O estudo, dirigido para o grupo etário dos nove aos 18 anos, abrangeu todos os distritos portugueses e incluiu a análise a 5708 adolescentes escolarizados.

Os resultados indicam que a prevalência de pré-obesidade infanto-juvenil é de 22,6 por cento e que a prevalência da obesidade é de 7,8 por cento.

“A investigação aponta para 30,4 por cento dos adolescentes com excesso de peso. Estes valores são muito preocupantes, porque uma elevada prevalência do excesso de peso traz consequências, como aparecimento da diabetes e de doenças cardiovasculares”, comentou à agência Lusa Isabel Loureiro, da Escola Nacional de Saúde Pública (ENSP).

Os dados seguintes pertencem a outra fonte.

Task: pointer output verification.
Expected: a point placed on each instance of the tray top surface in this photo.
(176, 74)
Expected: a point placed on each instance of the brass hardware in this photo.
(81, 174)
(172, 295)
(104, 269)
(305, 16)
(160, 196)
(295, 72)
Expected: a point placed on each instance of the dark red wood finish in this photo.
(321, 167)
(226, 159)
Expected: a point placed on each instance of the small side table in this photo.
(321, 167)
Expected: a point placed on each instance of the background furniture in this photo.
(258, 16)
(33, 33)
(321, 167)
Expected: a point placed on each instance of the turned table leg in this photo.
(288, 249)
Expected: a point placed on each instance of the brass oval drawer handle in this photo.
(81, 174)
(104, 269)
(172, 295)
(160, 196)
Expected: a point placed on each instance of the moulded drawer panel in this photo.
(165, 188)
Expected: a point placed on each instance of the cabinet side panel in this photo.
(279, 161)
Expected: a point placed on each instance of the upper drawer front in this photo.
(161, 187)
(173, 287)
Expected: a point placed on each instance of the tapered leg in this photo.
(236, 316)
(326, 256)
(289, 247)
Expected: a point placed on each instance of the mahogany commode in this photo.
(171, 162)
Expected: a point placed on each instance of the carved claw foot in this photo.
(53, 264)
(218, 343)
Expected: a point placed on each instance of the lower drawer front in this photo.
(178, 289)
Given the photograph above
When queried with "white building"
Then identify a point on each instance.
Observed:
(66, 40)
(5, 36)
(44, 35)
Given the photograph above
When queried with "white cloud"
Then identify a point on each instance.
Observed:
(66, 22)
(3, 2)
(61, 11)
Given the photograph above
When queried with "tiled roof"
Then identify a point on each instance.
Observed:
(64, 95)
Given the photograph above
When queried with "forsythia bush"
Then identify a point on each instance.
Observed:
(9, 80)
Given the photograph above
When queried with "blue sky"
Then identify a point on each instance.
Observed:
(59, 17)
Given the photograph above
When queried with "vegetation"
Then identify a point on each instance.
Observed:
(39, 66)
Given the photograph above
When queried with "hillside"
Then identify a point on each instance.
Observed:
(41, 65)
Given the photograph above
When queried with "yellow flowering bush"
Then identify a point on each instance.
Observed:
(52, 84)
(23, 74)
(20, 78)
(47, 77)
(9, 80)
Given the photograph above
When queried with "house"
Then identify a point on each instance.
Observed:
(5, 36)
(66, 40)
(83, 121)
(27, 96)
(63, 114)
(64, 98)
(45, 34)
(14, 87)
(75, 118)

“A adolescência é uma das últimas grandes oportunidades de controlar o peso, para que o adulto não venha a tornar-se obeso”, frisou a orientadora desta investigação, cujo trabalho de recolha de dados decorreu entre 2008 e 2009.

Outro estudo divulgado este ano pela Sociedade Portuguesa para o Estudo da Obesidade revelava que quase um terço das crianças portuguesas entre os dois e os cinco anos estão em estado de pré-obesidade.

Isabel Loureiro lembra a importância de educar os “jovens que vão ser pais”: “a ideia do bebé muito gordinho deve ser acautelada”.

“É ainda necessário ajudar as crianças a terem uma boa relação com a comida e não ter com ela uma relação de compensação emocional”, alertou.

Fonte: Público.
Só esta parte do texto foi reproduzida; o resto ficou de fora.